26-tägige Reise Bolivien Aktiv Erleben
- Abwechslungsreiche Landschaft: subtropisches Gebiet, Plateau, Anden, Wüste, Salinen, Vulkane, Seen, Täler
- Wandern: in El Refugio Los Volcanes, in der Cordillera de los Frailes, dem Condoriri Trekking, in N.P. Torotoro
- Bergab-Radfahren: Downhill-Biken auf der gefährlichsten Straße der Welt
- Jeeptour durch den Salzsee von Uyuni
- Sonderstädte: Sucre, La Paz
- Nationalparks: N.P. Amboró, N.P. Avaroa, N.P. Torotoro
![]() | Auf diese Reise sind Sie aktiv, während Sie ein sehr umfassendes Bild von der Schönheit Boliviens erhalten. Von Santa Cruz aus besuchen Sie N.P. Amboró. Dann geht es in das schöne Dorf Samaipata am Fuße der Anden auf der Suche nach dem Kondor. Sie besuchen die wunderschöne Kolonialhauptstadt Sucre. Sie wandern in der Cordillera de los Frailes, besteigen den Obispo und übernachten bei einer einheimischen Familie. Während einer Jeeptour von Uyuni kommt man in N.P. Avaroa Geysire, bunte Seen, Flamingos, Lamas und Vicuñas zu sehen. Natürlich besuchen Sie auch den fantastischen Salar de Uyuni, die zweitgrößte Salzfläche der Welt. Von La Paz gehen Sie Bergab-Radfahren nach Yolosa auf der gefährlichsten Straße der Welt und in der Cordillera Real machen Sie das Condoriri Trekking. Schließlich reisen Sie von Cochabamba zu dem wenig besuchten, aber wunderschönen N.P. Torotoro, wo Sie eine riesige tiefe Höhle und die Steinstadt Ciudad Itas besuchen. Sie können Dinosaurier-Fußabdrücke und den gefährdeten Rothkopf Ara sehen, bevor Sie ein Bad unter dem Wasserfall El Vergel nehmen. Sie beenden die Reise in Sa. Cruz. |
Sie werden während dieser Reise in großer Höhe reisen. Um zu vermeiden, dass Sie an Höhenkrankheit leiden, ist die Reise so zusammengestellt, dass Sie Schritt für Schritt in größere Höhen reisen. Auf diese Weise kann sich Ihr Körper an die Höhe gewöhnen. Wir empfehlen Ihnen, Informationen über die Höhenkrankheit zu lesen.

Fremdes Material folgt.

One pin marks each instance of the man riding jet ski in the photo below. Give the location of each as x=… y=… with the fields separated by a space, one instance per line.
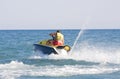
x=52 y=45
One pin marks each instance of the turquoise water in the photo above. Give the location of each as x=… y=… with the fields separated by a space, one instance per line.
x=96 y=55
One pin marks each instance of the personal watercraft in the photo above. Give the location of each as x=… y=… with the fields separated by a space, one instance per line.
x=47 y=48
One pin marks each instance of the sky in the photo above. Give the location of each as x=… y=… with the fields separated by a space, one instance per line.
x=59 y=14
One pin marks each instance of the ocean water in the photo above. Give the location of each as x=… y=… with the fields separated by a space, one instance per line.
x=95 y=55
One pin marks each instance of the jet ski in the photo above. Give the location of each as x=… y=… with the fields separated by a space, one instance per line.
x=47 y=48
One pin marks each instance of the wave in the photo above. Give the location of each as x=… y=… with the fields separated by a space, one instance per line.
x=86 y=53
x=15 y=69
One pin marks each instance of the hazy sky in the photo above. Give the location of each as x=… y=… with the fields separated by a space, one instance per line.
x=47 y=14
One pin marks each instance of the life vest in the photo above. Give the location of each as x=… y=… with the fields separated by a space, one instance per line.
x=59 y=37
x=59 y=40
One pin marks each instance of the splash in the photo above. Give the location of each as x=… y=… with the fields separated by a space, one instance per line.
x=15 y=69
x=79 y=34
x=90 y=53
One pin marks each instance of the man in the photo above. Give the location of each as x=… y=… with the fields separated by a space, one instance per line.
x=58 y=38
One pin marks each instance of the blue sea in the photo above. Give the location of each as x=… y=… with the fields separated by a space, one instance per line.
x=95 y=54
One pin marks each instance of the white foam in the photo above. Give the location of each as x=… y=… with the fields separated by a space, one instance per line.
x=16 y=69
x=94 y=54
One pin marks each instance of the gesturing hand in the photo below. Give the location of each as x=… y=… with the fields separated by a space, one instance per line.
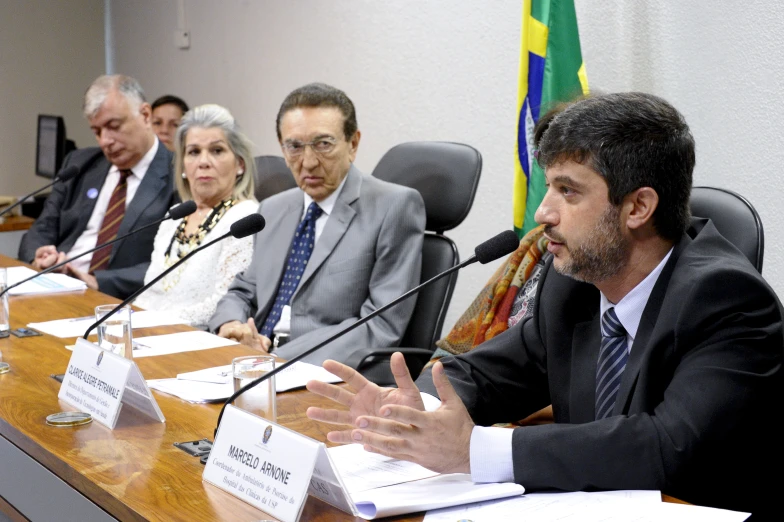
x=88 y=279
x=438 y=440
x=245 y=333
x=367 y=397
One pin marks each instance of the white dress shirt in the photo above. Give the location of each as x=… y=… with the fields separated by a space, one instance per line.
x=89 y=237
x=491 y=448
x=284 y=323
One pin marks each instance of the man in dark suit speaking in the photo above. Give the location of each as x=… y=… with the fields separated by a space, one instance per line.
x=124 y=184
x=656 y=341
x=335 y=248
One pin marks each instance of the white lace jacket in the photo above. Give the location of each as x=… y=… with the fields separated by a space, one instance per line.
x=193 y=290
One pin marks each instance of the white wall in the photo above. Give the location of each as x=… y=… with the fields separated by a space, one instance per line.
x=49 y=53
x=446 y=70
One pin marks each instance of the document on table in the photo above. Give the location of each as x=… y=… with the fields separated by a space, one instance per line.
x=382 y=486
x=606 y=506
x=177 y=342
x=46 y=284
x=76 y=326
x=216 y=384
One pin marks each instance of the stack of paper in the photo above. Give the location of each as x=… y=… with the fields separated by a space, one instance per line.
x=605 y=506
x=216 y=384
x=381 y=486
x=75 y=327
x=45 y=284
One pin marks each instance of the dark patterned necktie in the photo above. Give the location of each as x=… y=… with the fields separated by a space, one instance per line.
x=299 y=254
x=612 y=361
x=111 y=223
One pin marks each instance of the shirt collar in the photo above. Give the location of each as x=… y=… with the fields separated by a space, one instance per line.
x=629 y=309
x=140 y=169
x=329 y=202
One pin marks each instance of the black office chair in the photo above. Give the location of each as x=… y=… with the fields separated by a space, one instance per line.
x=734 y=217
x=447 y=176
x=272 y=176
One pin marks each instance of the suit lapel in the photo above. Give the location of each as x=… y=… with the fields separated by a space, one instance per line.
x=94 y=178
x=640 y=352
x=149 y=190
x=585 y=354
x=274 y=249
x=336 y=226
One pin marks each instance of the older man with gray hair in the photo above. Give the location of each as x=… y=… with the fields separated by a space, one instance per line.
x=124 y=183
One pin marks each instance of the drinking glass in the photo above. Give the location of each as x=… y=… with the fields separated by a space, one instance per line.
x=259 y=400
x=5 y=317
x=114 y=334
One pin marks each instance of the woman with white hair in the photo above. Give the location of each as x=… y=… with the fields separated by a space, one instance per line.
x=214 y=167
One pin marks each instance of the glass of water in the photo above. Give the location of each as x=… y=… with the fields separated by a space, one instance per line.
x=259 y=400
x=5 y=317
x=114 y=334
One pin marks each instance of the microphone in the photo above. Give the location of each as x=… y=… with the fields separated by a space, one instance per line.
x=176 y=212
x=65 y=174
x=244 y=227
x=504 y=243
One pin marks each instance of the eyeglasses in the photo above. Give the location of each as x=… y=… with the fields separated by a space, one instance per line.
x=322 y=146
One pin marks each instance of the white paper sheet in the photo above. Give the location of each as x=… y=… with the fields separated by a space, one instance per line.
x=76 y=326
x=46 y=284
x=361 y=470
x=430 y=493
x=216 y=385
x=607 y=506
x=177 y=342
x=295 y=376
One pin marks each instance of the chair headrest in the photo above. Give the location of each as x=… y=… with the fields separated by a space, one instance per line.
x=446 y=174
x=272 y=176
x=734 y=217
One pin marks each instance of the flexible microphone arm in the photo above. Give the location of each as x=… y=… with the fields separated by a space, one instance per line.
x=239 y=229
x=148 y=285
x=186 y=211
x=490 y=250
x=63 y=175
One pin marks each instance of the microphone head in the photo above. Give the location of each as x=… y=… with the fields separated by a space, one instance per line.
x=504 y=243
x=185 y=208
x=247 y=226
x=68 y=172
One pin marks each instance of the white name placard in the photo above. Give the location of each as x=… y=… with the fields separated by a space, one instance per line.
x=262 y=463
x=99 y=383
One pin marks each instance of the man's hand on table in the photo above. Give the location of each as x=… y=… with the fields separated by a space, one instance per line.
x=392 y=421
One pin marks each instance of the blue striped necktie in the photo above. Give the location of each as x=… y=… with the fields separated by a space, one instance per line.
x=612 y=361
x=299 y=254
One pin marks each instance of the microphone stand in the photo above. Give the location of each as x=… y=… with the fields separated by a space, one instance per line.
x=148 y=285
x=360 y=322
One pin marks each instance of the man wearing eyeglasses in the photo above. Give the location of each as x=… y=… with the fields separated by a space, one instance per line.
x=334 y=249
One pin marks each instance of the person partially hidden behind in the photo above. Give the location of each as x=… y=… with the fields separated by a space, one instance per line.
x=167 y=112
x=216 y=169
x=124 y=184
x=656 y=341
x=334 y=249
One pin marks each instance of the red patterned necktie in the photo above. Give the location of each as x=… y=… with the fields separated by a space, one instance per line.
x=111 y=223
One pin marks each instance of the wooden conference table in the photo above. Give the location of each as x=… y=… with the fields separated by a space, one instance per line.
x=133 y=472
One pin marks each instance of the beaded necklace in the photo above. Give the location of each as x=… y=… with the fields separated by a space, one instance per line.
x=182 y=244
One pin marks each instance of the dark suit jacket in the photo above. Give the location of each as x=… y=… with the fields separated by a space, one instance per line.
x=699 y=399
x=68 y=208
x=369 y=253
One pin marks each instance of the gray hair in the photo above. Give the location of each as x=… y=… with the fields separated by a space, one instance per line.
x=98 y=91
x=213 y=116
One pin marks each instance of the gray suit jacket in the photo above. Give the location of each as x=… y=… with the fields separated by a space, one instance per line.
x=68 y=208
x=369 y=253
x=696 y=411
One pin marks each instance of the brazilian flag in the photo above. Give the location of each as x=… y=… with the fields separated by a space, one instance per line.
x=551 y=71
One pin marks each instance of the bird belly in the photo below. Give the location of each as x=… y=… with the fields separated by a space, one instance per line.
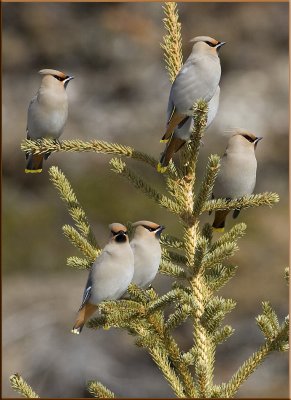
x=46 y=124
x=237 y=181
x=145 y=269
x=194 y=83
x=111 y=282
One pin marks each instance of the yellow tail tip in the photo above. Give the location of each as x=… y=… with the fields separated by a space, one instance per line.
x=33 y=171
x=221 y=230
x=161 y=169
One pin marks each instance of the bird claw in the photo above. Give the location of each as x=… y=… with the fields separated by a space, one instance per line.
x=161 y=169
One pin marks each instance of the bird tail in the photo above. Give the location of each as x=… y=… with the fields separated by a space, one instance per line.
x=219 y=220
x=175 y=120
x=174 y=145
x=34 y=163
x=83 y=315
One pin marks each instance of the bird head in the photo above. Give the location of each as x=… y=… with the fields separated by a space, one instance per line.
x=206 y=44
x=53 y=76
x=148 y=229
x=118 y=232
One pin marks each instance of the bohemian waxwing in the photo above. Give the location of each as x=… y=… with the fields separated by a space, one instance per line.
x=147 y=252
x=183 y=132
x=47 y=113
x=237 y=175
x=197 y=79
x=109 y=276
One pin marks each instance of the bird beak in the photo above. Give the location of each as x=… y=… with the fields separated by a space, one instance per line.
x=69 y=78
x=159 y=231
x=258 y=139
x=219 y=44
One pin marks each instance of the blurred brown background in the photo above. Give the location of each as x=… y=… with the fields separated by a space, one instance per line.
x=120 y=93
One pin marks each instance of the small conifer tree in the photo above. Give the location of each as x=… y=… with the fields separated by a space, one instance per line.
x=196 y=262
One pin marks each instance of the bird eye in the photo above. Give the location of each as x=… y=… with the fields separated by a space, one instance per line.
x=58 y=78
x=210 y=43
x=250 y=139
x=117 y=233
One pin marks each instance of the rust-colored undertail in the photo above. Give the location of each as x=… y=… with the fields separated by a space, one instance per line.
x=83 y=315
x=34 y=163
x=173 y=122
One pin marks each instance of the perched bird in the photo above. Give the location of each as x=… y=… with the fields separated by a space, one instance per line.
x=183 y=132
x=109 y=276
x=197 y=79
x=47 y=113
x=237 y=175
x=147 y=252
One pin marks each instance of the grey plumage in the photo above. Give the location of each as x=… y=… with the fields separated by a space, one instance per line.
x=147 y=252
x=47 y=113
x=237 y=175
x=109 y=276
x=184 y=130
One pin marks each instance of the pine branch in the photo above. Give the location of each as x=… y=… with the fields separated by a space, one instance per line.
x=100 y=391
x=221 y=335
x=172 y=41
x=19 y=385
x=254 y=200
x=191 y=150
x=79 y=263
x=235 y=233
x=171 y=241
x=67 y=194
x=277 y=343
x=121 y=168
x=218 y=255
x=99 y=146
x=286 y=275
x=168 y=268
x=218 y=275
x=214 y=313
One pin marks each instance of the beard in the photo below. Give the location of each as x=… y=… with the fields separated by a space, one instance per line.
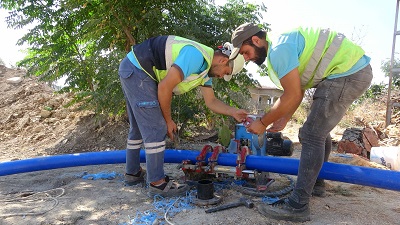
x=212 y=72
x=261 y=54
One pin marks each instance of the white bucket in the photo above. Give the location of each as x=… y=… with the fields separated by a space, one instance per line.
x=387 y=156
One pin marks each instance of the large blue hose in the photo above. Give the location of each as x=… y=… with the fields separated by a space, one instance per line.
x=379 y=178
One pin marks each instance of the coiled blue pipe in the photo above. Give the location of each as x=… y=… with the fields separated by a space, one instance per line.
x=386 y=179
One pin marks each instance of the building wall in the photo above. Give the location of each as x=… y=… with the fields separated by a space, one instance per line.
x=263 y=97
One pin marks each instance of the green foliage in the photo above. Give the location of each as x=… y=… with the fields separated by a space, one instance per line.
x=385 y=67
x=373 y=92
x=85 y=41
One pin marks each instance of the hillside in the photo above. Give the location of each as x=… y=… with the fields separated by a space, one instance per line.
x=34 y=122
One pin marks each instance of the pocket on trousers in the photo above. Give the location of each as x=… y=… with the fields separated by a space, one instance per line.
x=353 y=89
x=148 y=104
x=125 y=73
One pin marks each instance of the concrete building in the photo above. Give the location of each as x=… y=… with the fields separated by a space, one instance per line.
x=264 y=97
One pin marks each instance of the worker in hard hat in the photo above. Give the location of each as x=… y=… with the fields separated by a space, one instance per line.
x=150 y=74
x=302 y=59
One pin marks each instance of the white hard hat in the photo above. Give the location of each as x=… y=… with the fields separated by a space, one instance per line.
x=236 y=64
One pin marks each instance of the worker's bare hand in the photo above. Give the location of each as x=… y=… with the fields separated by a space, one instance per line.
x=171 y=129
x=240 y=115
x=255 y=127
x=278 y=125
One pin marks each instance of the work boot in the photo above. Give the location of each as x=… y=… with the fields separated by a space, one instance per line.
x=282 y=210
x=134 y=179
x=319 y=189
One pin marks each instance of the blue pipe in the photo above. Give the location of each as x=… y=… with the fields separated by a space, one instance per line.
x=386 y=179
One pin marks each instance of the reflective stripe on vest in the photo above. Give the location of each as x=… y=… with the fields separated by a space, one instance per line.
x=169 y=61
x=314 y=66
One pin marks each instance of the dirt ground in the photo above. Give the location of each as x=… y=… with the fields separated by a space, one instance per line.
x=34 y=123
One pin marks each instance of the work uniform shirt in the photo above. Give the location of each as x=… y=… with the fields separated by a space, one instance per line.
x=290 y=46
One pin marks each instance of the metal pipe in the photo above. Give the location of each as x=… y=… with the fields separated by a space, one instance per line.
x=379 y=178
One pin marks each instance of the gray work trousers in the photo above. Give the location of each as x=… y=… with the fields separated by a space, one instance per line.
x=331 y=100
x=147 y=124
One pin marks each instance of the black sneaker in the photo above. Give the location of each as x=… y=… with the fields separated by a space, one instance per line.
x=282 y=210
x=319 y=189
x=138 y=178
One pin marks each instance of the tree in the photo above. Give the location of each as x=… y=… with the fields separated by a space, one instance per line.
x=385 y=67
x=84 y=41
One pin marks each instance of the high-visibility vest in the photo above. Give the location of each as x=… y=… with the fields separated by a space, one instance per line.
x=172 y=48
x=325 y=53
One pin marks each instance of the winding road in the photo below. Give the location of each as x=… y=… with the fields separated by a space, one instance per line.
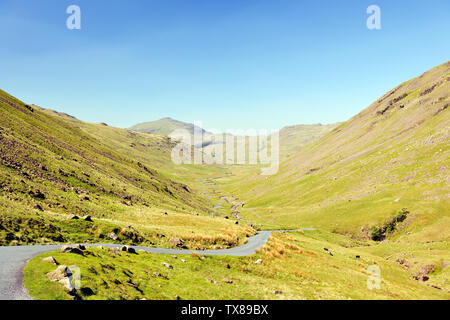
x=14 y=259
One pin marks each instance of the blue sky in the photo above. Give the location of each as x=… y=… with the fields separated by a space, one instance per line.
x=259 y=64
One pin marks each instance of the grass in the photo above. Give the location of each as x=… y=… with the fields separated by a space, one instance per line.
x=294 y=266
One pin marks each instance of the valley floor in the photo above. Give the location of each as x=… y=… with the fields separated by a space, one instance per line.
x=292 y=265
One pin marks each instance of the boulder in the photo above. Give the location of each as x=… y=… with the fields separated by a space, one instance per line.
x=176 y=242
x=63 y=275
x=84 y=197
x=68 y=249
x=50 y=260
x=128 y=249
x=112 y=236
x=87 y=218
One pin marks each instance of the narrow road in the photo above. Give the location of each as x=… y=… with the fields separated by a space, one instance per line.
x=14 y=259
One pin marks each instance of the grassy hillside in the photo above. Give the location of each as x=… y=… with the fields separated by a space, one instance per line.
x=392 y=155
x=164 y=126
x=293 y=138
x=52 y=165
x=292 y=266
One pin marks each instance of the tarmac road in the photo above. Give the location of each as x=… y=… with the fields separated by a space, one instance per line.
x=14 y=259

Stellen Sie sich Ihren eigenen Bolivia Reise zusammen.
Dies ist eine Beispielreise, die Sie in Absprache anpassen können.
Strecke: Santa Cruz - N.P. Amboró, El Refugio Los Volcanes - Samaipata - Sucre - Cordillera de los Frailes - Uyuni - Salzsee von Uyuni/N.P. Avaroa - Uyuni - La Paz - Yolosa - La Paz - Cochabamba - N.P. Torotoro - Cochabamba - Sa. Cruz
Tag 1: Ankunft in Santa Cruz (450 M)
An diesem Tag können Sie sich von der Reise erholen und einen Eindruck von der Innenstadt mit ihrer gemütlichen Plaza gewinnen. Im Manzana I können Sie eine temporäre Kunstausstellung anschauen. Übernachtung in Sa. Cruz.
![]() | Tag 2: Santa Cruz - El Refugio Los Volcanes, N.P. Amboró (900 M) Tag 3: El Refugio Los Volcanes, N.P. Amboró (900 M) |
Tag 4: El Refugio Los Volcanes - Samaipata (1.650 M)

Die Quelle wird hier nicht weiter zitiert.